WASHINGTON – The Justice Department announced this week that Transocean Deepwater has plead guilty to a violation of the Clean Water Act (CWA) for its illegal conduct leading to the 2010 Deepwater Horizon disaster, and was sentenced to pay $400 million in criminal fines and penalties. 

The fines and penalties imposed on Transocean are the second-largest environmental crime recovery in U.S. history – behind the $4 billion criminal sentence imposed on BP in connection with the same incident.

During the guilty plea proceeding, Transocean admitted that members of its crew onboard the Deepwater Horizon, acting at the direction of BP’s well site leaders, known as “company men,” were negligent in failing to investigate fully clear indications that the Macondo well was not secure and that oil and gas were flowing into the well.

A separate proposed civil consent decree - which resolves the United States’ civil CWA penalty claims, imposes a record $1 billion civil Clean Water Act penalty, and requires significant measures to improve performance and prevent recurrence - is pending before U.S. District Judge Carl J. Barbier of the Eastern District of Louisiana.

“Transocean’s guilty plea and sentencing are the latest steps in the department’s ongoing efforts to seek justice on behalf of the victims of the Deepwater Horizon disaster,” said Attorney General Eric Holder in a statement. “Most of the $400 million criminal recovery – one of the largest for an environmental crime in U.S. history – will go toward protecting, restoring and rebuilding the Gulf Coast region.”

Transocean’s guilty plea was accepted, and the sentence was imposed, by U.S. District Judge Jane Triche Milazzo of the Eastern District of Louisiana.  During the guilty plea and sentencing proceeding, Judge Milazzo found, among other things, that the sentence appropriately reflects Transocean’s role in the offense conduct, and that the criminal payments directed to the National Academy of Sciences and National Fish and Wildlife Foundation are appropriately designed to help remedy the harm to the Gulf of Mexico caused by Transocean’s actions.  The judge also noted that the fines and five-year probationary period provide just punishment and adequate deterrence.

Under the order entered by the court pursuant to the plea agreement, $150 million of the $400 million criminal recovery is dedicated to acquiring, restoring, preserving and conserving – in consultation with appropriate state and other resource managers – the marine and coastal environments, ecosystems and bird and wildlife habitat in the Gulf of Mexico and bordering states harmed by the Deepwater Horizon oil spill.
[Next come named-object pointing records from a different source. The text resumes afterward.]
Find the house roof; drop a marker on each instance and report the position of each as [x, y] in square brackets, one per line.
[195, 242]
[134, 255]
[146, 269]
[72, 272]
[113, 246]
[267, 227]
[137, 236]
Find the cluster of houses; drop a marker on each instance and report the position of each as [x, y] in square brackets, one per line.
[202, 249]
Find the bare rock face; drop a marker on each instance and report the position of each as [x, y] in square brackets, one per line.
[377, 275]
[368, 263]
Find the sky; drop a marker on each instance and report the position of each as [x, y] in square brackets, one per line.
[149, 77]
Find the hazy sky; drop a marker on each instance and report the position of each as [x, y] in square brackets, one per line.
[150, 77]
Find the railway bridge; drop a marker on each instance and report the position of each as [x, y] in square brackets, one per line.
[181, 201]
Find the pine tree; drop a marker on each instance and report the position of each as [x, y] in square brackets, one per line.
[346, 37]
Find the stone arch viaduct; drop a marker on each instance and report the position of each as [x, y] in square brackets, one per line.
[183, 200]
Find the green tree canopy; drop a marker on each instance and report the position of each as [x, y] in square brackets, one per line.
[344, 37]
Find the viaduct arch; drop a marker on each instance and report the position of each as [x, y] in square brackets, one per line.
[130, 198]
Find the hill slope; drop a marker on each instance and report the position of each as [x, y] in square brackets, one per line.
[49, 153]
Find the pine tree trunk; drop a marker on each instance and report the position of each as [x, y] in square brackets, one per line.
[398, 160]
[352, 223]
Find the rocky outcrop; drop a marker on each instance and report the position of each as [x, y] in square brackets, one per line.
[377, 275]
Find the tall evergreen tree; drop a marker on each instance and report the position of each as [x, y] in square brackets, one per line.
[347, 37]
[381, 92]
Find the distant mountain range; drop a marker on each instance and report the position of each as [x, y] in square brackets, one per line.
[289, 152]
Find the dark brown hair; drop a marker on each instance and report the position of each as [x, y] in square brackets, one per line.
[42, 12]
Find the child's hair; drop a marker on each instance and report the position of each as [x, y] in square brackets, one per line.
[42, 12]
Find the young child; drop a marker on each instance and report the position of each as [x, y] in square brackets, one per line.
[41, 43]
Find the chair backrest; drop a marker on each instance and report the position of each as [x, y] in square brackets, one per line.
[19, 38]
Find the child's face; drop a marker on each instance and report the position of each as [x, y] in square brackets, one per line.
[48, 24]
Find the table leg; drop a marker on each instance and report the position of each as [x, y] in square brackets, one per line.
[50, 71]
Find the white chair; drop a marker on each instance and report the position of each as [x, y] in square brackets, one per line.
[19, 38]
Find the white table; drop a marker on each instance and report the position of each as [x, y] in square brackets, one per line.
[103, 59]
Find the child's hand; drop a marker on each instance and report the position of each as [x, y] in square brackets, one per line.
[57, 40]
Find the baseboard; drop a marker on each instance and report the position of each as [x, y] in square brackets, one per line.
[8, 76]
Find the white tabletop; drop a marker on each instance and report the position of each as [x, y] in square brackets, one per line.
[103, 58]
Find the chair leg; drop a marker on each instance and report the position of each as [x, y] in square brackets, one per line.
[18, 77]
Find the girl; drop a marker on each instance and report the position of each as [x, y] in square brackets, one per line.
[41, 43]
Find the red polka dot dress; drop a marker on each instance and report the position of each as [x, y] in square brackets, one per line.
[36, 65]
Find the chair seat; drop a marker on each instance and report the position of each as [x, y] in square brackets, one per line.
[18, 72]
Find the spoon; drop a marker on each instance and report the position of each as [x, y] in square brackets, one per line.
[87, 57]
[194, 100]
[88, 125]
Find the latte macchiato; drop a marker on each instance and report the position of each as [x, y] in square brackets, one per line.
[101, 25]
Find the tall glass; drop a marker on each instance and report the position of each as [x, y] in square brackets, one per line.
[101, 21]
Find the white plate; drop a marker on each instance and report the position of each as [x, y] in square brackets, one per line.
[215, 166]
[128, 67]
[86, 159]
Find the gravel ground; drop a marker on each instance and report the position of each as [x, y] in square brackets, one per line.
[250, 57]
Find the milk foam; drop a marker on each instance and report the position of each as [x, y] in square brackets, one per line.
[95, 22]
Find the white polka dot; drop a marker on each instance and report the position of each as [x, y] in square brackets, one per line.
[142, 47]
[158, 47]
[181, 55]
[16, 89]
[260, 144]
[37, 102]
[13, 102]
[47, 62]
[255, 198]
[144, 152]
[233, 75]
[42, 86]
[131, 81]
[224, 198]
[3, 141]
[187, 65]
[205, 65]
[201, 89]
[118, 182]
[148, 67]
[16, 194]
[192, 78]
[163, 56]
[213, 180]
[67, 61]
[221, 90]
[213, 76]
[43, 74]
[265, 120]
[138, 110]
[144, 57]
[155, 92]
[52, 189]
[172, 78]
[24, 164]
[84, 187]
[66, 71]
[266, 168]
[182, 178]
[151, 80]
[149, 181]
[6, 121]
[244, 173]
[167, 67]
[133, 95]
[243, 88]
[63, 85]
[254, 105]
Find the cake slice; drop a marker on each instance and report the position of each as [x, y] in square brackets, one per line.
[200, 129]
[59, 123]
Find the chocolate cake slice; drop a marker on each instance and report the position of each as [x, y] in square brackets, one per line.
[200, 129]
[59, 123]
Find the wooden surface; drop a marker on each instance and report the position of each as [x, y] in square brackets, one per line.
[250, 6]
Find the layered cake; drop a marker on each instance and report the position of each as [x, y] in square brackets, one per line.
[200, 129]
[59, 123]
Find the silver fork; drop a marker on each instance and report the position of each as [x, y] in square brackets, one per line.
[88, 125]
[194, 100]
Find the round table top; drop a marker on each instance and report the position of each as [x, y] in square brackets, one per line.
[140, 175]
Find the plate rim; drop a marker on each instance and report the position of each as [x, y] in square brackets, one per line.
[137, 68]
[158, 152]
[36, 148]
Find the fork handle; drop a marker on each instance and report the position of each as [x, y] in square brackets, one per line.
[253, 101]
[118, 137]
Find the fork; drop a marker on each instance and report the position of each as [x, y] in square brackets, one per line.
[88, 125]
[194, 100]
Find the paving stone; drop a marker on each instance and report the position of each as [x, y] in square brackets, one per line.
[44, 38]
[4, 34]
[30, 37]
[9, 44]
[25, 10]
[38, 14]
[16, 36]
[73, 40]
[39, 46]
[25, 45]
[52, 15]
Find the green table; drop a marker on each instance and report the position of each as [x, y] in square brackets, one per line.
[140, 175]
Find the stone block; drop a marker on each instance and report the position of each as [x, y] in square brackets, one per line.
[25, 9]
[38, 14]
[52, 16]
This portion of the criminal recovery will also be directed to significant barrier island restoration and/or river diversion off the coast of Louisiana to further benefit and improve coastal wetlands affected by the spill. An additional $150 million will be used to fund improved oil spill prevention and response efforts in the Gulf through research, development, education and training.

Transocean was also sentenced, according to the plea agreement, to five years of probation – the maximum term of probation permitted by law.